Artbite #8 – Commission and expression can both be good parents of creativity

Commission and expression are both good parents of creativity.
This became a little clearer to me after reading a recent comment by Robert Dickhoff, that:
Art made to order [doesn’t have] the same value as art made for love.

I replied:
Robert, I think the world is more nuanced than that. Art seems to me to be about overcoming the obstacles that first prevent its creation, then the details of design or process that limit its potential. Once the inevitable limitations (perhaps parameters is a better word in some instances) have been identified, then the work can begin to develop from an inevitably individual combination of each artist’s search for a personal truth, aspiration and commercial situation (if any).
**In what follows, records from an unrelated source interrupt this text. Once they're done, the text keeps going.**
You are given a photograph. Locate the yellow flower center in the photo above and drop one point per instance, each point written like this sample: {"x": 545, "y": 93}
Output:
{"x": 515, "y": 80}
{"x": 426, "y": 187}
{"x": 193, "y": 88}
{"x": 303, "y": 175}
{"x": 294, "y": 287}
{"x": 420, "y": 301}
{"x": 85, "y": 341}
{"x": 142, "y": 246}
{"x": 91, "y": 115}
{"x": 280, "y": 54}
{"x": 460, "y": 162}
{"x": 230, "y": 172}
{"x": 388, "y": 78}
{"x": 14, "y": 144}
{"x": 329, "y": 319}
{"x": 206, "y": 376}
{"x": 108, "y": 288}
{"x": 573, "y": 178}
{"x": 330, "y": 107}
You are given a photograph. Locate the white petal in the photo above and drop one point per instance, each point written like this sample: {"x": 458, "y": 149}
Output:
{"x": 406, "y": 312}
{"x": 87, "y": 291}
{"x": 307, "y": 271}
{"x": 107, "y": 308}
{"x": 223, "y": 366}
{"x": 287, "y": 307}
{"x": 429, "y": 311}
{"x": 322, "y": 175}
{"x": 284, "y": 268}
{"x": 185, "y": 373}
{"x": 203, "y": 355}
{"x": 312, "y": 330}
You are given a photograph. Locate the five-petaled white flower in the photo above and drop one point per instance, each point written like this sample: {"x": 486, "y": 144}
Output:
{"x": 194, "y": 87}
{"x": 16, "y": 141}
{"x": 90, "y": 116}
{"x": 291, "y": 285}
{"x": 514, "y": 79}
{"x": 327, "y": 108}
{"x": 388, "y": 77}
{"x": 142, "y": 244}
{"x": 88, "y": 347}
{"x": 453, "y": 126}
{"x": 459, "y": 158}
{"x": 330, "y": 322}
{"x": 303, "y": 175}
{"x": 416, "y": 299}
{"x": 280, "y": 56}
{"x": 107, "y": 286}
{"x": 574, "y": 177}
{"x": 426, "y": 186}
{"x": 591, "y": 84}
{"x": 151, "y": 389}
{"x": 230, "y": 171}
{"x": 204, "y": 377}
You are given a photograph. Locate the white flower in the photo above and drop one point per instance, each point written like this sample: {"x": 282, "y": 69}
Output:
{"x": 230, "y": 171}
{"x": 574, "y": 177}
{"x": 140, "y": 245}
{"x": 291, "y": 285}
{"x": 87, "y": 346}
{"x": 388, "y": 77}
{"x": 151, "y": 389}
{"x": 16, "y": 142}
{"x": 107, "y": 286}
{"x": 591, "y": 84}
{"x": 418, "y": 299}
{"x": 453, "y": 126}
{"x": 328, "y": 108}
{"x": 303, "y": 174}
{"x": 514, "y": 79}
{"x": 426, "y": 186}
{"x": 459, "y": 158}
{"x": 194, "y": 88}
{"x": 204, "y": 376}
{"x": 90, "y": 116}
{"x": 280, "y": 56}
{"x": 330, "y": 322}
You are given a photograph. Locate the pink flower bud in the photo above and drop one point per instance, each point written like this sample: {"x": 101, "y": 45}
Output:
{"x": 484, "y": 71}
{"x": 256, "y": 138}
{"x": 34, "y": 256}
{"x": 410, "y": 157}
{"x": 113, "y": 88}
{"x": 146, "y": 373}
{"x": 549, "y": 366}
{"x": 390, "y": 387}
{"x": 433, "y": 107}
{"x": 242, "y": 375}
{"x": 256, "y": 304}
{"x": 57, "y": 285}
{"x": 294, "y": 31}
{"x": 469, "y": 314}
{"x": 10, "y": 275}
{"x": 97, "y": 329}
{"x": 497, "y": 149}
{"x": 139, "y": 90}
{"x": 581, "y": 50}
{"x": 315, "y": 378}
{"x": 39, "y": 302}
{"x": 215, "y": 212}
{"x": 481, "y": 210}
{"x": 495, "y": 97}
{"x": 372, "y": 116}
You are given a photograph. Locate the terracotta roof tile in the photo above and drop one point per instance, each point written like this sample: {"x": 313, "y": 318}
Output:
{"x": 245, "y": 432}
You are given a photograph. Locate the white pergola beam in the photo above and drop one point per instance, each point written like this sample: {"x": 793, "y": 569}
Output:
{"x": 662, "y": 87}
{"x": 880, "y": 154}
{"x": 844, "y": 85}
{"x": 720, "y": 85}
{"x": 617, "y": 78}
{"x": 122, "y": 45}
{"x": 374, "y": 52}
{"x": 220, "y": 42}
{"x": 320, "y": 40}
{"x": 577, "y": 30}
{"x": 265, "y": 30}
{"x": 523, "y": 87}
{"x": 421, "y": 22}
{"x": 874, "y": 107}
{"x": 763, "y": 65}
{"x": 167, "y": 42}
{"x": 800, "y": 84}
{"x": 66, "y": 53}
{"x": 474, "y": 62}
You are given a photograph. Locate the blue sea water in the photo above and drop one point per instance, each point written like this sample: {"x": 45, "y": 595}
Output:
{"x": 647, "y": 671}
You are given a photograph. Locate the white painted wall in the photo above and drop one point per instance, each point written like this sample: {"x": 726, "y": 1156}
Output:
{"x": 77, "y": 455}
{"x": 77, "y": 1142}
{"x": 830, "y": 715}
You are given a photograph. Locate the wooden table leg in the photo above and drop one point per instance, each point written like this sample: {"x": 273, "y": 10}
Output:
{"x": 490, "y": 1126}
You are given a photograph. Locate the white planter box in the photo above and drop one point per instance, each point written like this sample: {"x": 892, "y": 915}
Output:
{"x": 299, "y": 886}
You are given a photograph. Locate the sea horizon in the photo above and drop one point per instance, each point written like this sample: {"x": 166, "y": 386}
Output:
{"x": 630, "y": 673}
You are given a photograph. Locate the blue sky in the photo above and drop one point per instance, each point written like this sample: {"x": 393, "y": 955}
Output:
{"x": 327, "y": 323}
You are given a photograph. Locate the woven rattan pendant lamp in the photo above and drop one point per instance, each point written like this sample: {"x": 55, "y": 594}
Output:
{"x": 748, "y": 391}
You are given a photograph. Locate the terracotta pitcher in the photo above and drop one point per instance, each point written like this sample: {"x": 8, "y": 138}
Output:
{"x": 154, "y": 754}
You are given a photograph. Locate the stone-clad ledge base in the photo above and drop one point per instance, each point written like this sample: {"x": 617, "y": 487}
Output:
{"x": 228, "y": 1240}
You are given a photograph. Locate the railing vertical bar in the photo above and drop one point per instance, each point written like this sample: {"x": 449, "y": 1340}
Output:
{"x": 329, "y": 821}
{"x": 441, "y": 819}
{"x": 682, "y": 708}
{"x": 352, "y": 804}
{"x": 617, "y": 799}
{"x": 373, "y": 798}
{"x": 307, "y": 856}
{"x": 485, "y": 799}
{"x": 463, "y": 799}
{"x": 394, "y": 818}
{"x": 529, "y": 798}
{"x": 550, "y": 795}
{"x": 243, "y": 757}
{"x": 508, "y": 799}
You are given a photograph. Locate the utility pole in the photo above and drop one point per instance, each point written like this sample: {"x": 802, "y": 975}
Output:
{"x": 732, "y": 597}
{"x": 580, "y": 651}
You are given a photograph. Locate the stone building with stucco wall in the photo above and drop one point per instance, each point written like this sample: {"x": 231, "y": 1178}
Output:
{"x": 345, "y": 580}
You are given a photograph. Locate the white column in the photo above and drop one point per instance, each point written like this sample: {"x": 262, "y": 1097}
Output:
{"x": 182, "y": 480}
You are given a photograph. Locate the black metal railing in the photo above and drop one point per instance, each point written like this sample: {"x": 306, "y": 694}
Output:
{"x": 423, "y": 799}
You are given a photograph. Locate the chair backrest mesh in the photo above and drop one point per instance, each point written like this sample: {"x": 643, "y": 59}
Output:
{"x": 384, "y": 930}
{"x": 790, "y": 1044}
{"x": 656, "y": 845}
I believe that a significant body of J S Bach’s sublime works were made under the duress of having to compose regularly for the choir of which he was master, under contract as it were.
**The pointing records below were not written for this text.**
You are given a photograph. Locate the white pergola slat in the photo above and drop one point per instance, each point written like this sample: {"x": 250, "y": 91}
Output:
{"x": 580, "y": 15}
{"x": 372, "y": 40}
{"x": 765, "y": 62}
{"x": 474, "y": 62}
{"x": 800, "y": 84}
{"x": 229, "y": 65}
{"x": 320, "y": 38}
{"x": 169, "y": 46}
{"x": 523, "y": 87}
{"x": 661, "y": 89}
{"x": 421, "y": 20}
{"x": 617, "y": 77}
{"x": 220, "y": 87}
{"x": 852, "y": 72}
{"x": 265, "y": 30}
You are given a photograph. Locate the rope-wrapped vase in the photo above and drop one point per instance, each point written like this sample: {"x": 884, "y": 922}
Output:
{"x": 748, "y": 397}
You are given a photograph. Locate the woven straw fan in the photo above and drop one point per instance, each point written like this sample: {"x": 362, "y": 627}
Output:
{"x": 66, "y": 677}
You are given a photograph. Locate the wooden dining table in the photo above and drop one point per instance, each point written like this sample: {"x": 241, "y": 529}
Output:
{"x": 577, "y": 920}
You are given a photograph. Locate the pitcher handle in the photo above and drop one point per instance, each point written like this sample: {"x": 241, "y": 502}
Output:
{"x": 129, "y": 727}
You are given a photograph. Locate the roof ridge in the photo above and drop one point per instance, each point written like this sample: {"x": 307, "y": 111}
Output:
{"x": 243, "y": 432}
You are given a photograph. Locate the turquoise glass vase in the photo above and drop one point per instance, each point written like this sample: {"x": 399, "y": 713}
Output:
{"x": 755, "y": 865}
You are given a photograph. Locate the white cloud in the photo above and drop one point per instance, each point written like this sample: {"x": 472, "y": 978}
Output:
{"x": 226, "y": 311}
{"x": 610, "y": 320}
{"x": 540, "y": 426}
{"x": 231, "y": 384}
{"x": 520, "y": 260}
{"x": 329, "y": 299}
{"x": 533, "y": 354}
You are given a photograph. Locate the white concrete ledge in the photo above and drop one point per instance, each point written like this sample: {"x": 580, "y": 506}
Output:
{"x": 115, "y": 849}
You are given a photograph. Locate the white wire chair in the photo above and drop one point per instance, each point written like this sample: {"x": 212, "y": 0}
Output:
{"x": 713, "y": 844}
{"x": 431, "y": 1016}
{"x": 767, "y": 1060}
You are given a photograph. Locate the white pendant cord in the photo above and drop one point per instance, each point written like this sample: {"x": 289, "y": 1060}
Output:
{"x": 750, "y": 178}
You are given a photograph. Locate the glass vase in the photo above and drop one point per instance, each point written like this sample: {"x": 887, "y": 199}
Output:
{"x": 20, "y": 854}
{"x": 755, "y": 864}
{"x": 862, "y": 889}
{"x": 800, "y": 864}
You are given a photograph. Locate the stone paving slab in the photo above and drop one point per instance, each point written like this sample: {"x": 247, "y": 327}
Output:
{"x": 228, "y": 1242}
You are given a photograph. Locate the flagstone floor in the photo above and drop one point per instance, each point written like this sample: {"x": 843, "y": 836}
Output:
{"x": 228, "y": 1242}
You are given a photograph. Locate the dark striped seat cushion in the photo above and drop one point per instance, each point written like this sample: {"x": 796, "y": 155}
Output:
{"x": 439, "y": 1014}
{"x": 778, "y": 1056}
Is a screenplay necessarily less complete as an artwork because it is commissioned, and further because it can only exist as part of a collaboration?
Dickens wrote many of his novels to order as serials in a newspaper, so was certainly writing to fulfil a quota.
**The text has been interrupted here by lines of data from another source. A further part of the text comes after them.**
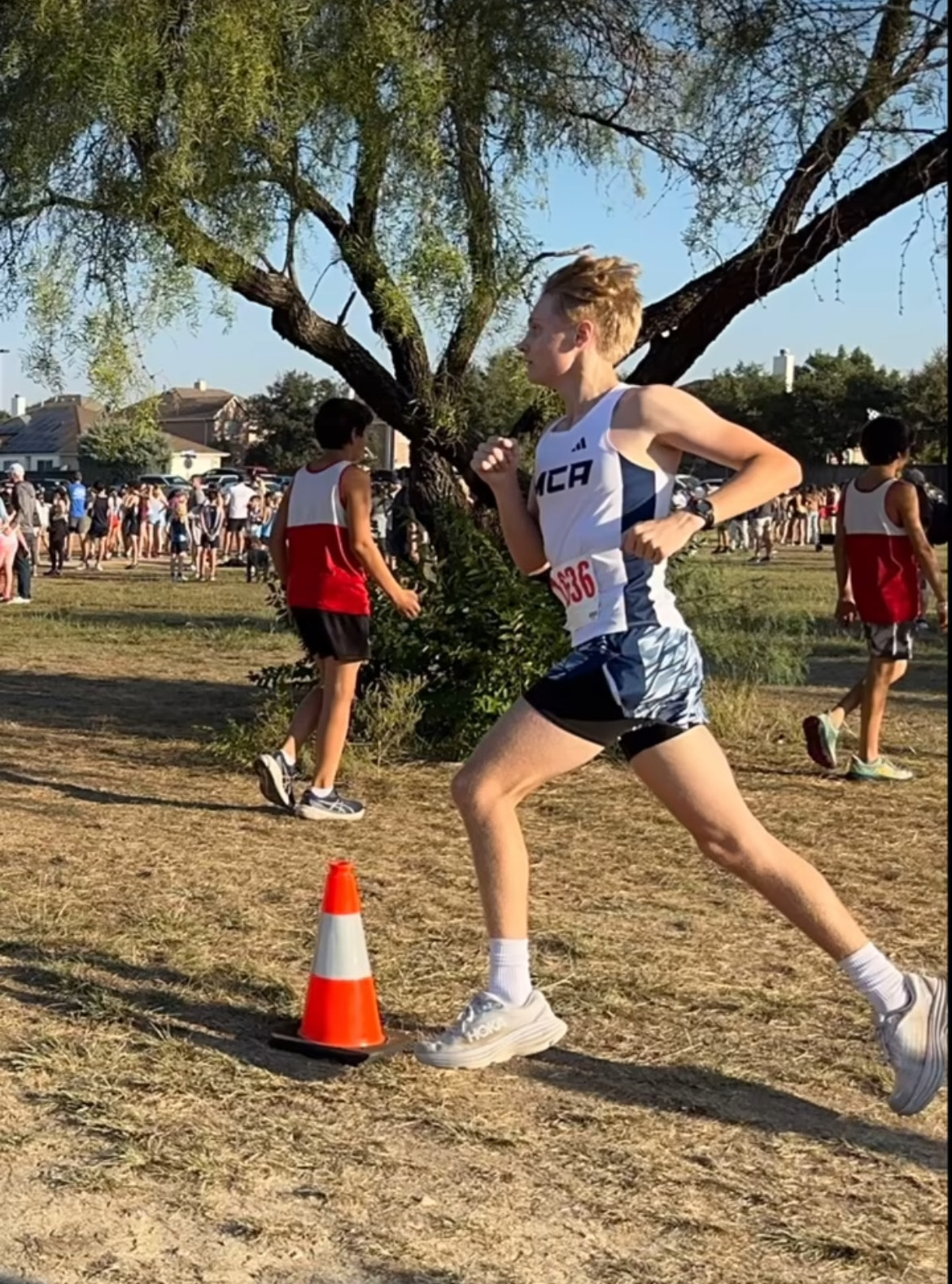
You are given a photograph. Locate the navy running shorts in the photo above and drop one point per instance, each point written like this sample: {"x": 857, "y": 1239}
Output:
{"x": 637, "y": 688}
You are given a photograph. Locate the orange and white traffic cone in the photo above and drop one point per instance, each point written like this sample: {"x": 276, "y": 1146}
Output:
{"x": 342, "y": 1017}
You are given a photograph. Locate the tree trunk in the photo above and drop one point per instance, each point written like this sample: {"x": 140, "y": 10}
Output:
{"x": 435, "y": 493}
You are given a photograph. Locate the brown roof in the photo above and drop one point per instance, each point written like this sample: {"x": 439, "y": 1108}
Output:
{"x": 53, "y": 426}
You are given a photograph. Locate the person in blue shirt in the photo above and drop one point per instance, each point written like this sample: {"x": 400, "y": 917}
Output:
{"x": 79, "y": 513}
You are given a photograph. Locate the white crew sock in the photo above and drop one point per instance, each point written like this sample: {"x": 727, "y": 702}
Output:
{"x": 509, "y": 971}
{"x": 876, "y": 977}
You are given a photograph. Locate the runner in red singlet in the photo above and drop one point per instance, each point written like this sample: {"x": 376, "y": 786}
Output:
{"x": 324, "y": 551}
{"x": 881, "y": 557}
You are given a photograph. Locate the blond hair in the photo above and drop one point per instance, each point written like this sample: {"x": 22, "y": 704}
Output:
{"x": 605, "y": 291}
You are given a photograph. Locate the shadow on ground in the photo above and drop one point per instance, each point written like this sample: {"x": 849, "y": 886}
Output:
{"x": 82, "y": 793}
{"x": 705, "y": 1093}
{"x": 129, "y": 706}
{"x": 161, "y": 620}
{"x": 161, "y": 1002}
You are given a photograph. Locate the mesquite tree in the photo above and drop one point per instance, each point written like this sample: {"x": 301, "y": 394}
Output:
{"x": 149, "y": 144}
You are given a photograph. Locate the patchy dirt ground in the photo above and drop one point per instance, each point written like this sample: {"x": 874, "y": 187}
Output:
{"x": 714, "y": 1116}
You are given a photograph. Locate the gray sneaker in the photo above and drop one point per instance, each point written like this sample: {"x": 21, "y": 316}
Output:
{"x": 491, "y": 1031}
{"x": 915, "y": 1040}
{"x": 330, "y": 808}
{"x": 277, "y": 780}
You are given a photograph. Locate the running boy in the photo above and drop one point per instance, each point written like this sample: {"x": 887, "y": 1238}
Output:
{"x": 211, "y": 523}
{"x": 179, "y": 537}
{"x": 599, "y": 519}
{"x": 883, "y": 555}
{"x": 323, "y": 552}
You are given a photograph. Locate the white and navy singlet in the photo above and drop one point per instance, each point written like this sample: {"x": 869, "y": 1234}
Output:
{"x": 588, "y": 496}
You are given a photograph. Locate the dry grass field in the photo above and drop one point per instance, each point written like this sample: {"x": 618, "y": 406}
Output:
{"x": 714, "y": 1116}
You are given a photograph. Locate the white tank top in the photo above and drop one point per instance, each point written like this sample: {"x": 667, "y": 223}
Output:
{"x": 587, "y": 497}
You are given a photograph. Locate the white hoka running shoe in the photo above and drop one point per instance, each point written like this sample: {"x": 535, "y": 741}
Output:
{"x": 490, "y": 1031}
{"x": 915, "y": 1040}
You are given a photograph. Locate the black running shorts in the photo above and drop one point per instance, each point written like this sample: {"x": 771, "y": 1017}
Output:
{"x": 333, "y": 635}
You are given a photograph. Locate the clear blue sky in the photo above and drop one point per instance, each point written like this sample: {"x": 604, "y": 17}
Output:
{"x": 856, "y": 302}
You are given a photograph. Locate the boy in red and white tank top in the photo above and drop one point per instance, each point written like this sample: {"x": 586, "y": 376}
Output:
{"x": 881, "y": 557}
{"x": 324, "y": 555}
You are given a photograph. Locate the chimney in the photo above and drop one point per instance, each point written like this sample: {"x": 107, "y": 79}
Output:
{"x": 785, "y": 368}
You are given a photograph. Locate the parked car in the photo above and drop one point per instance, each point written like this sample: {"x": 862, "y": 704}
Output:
{"x": 221, "y": 479}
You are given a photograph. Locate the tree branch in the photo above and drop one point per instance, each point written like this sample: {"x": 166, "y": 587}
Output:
{"x": 685, "y": 324}
{"x": 481, "y": 304}
{"x": 880, "y": 82}
{"x": 373, "y": 277}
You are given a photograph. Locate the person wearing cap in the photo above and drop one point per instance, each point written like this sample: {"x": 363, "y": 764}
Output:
{"x": 24, "y": 519}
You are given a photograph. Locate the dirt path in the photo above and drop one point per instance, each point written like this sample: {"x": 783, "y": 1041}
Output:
{"x": 714, "y": 1116}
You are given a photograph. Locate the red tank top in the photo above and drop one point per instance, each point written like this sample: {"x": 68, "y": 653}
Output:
{"x": 883, "y": 568}
{"x": 323, "y": 571}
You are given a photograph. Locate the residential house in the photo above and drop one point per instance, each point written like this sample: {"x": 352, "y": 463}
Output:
{"x": 188, "y": 460}
{"x": 206, "y": 417}
{"x": 46, "y": 437}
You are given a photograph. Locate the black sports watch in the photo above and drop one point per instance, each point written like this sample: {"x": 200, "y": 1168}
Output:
{"x": 703, "y": 509}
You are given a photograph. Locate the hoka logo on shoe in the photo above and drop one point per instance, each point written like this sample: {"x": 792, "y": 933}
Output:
{"x": 483, "y": 1030}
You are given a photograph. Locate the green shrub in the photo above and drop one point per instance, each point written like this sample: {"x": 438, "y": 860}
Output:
{"x": 486, "y": 635}
{"x": 436, "y": 684}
Mention any significant painters’ significant works and the myriad of factors at play between creation and consumption are evident. I want to use Picasso and Velazquez, as Guernica and Las Meninas both hang in Madrid, are painted by Spanish painters commenting on the apparatus of a state at war and on the reporting of the actualities of war. Both these affecting and effective paintings are monumental, almost certainly the masterpieces of their makers and each would require a thesis to untangle the precise circumstances of their status on the scale between commission and personal outpouring of that mixture of skill, raw ability and political and commercial nous.

All art requires collaborations, at the very least between artist and viewer, to exist at all.